Title
How Technology Is Reshaping Emergency Management. From Crisis Informatics to AI
Record Type
Video
Contact
Sarah Miller
Year
2,022
Publisher
Imara IHG

Summary
This lecture examines technology's impact on emergency management, focusing on crisis informatics and the dangers of misinformation. It highlights the cultural gap between tech design and operational needs, warning that data overload and automation can cause secondary disasters if not ethically aligned.
Description
This session explores how technology is transforming emergency management — and why adopting tools without understanding their limits can do more harm than good.
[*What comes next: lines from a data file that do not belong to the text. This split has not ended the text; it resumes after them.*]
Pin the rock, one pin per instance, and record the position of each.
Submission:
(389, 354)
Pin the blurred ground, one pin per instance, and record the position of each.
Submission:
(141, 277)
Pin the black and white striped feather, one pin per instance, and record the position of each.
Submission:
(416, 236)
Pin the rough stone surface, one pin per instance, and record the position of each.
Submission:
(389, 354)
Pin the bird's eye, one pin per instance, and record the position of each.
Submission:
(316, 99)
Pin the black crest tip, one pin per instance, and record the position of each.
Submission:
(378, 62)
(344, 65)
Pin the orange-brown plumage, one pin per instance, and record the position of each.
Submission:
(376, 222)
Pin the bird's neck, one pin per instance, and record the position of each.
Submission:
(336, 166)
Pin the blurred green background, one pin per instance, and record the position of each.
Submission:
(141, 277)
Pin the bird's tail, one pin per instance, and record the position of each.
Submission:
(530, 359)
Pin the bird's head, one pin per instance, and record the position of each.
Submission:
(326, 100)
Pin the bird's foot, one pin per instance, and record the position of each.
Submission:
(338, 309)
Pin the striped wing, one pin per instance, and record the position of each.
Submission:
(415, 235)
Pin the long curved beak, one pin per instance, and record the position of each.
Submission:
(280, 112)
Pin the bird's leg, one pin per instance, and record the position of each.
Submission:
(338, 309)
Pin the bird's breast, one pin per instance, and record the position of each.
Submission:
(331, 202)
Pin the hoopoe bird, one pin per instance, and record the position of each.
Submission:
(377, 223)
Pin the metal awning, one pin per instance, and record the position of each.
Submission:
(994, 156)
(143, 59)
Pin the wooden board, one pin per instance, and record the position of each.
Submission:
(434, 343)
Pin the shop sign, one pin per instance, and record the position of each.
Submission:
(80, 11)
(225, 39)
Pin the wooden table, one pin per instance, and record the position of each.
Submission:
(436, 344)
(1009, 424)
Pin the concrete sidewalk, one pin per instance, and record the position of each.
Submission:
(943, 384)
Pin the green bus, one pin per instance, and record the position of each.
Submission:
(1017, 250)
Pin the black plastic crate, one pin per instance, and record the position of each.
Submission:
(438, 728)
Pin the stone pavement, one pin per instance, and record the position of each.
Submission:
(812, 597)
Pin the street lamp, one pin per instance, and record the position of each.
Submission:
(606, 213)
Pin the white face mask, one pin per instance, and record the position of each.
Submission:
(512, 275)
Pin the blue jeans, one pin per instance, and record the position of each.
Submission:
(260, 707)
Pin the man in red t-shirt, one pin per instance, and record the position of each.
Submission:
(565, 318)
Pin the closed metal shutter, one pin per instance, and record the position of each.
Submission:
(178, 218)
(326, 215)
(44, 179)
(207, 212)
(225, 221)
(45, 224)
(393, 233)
Drawing from real-world disasters, academic research, and practitioner experience, this lecture examines crisis informatics, misinformation, social media, data overload, and the deep cultural gap between technologists and emergency managers. It highlights why technology often fails in practice, how misuse can create secondary disasters, and what it would actually take to design systems that emergency managers can trust and use.

Topics covered include:

* Crisis informatics and disaster data
* Social media, misinformation, and disinformation in emergencies
* Lessons from the Boston Marathon bombing and crowd-based investigations
* Data overload, AI, and the limits of automation
* Ethics, equity, and unintended consequences of technology
* Why “great tech” often fails emergency management
* Designing technology that augments real-world practice
* The future of emergency management innovation

This video is part of our educational series designed for students, practitioners, researchers, and organizations working in disaster management, resilience, and public safety.